Pardon the uninformed question, but I’m new to time-series databases in general and InfluxDB in particular and I’m looking for advice.
I’m in the process of implementing CHORDS, a meteorology application, that utilizes InfluxDB to store measurements. If you’re interested, you can see the demo at http://ncar.github.io/chords/ or the wiki at https://github.com/NCAR/chords/wiki.
In my particular case, I have 8 active towers (6 collect every 15 minutes, all 8 collect every 24 hours). The data coming in ranges from 2 values (day of year and precipitation) to 50 values (temp at multiple levels, etc). In addition to the active towers, I have 7 towers with 15-minute and 24-hour data that I’d like to keep together.
I would guestimate based on splitting the data from a tower/time period providing a single row to each measurement being a single row that I’ll have around 1-2 billion rows. Hardware isn’t an issue as we’re running on a “cloud” of Virtual Machines and I can just ask for more memory, drive space, processors, etc.

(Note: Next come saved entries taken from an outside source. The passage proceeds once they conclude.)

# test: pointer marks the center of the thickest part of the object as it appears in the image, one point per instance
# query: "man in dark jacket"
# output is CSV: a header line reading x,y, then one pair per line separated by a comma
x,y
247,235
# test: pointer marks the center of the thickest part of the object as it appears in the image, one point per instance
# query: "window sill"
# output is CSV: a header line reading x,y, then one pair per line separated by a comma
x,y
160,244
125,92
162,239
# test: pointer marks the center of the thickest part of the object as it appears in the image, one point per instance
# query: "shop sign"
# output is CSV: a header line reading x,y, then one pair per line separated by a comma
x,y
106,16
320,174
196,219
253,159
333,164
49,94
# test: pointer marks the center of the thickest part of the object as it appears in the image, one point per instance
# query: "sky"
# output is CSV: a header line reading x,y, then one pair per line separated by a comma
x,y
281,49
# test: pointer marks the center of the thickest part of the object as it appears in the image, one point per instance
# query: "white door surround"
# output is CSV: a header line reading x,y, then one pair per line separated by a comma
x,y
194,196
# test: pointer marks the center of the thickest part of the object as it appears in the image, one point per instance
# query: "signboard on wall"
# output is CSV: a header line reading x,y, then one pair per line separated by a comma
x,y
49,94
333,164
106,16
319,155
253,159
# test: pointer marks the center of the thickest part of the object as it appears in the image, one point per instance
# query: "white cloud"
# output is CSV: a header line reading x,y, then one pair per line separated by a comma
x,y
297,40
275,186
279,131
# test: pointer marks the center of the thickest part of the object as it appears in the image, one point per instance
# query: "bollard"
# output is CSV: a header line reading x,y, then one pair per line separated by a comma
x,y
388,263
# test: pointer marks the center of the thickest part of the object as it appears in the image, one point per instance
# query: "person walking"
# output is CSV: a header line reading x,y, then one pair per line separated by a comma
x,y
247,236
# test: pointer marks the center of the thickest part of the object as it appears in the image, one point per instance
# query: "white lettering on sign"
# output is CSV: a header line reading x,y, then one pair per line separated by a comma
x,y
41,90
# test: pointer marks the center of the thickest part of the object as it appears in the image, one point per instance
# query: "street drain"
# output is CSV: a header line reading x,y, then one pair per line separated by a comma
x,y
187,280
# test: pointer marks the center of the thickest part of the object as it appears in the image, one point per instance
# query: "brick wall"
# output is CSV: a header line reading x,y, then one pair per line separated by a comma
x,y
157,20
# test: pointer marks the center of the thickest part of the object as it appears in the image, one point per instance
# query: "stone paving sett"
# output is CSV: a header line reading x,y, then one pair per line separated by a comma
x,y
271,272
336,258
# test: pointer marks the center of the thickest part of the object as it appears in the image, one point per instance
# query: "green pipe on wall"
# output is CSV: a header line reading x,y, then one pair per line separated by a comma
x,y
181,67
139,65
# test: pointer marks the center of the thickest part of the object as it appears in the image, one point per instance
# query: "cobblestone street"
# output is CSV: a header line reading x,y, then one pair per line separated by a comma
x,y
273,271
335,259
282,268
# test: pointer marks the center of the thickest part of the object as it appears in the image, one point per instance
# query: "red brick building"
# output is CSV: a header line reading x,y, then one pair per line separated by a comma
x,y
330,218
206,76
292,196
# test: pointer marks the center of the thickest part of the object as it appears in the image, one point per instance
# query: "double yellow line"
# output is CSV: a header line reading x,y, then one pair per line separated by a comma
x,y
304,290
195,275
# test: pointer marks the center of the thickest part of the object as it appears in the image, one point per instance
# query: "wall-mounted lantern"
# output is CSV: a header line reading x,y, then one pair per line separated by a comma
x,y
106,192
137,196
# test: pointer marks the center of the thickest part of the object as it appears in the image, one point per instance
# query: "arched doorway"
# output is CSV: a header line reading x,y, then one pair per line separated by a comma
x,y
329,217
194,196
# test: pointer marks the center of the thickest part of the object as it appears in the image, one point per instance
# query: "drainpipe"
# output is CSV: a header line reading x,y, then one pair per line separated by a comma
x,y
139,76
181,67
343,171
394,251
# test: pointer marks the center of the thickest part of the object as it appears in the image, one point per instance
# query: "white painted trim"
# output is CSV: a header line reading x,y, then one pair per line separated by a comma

The write load once the data is loaded will be minimal but queries could be reasonably heavy based on the time period and/or values. As an example, one of my monthly reports builds a list of precipitation during the month at any of the given active towers for those days that had rain.
As it stands now, I have data retention set to infinite (I need users to have access at any given time). Given that, what can I do to optimize and/or have the primary developers at NCAR do to allow flexibility of large and small data sets in a setting?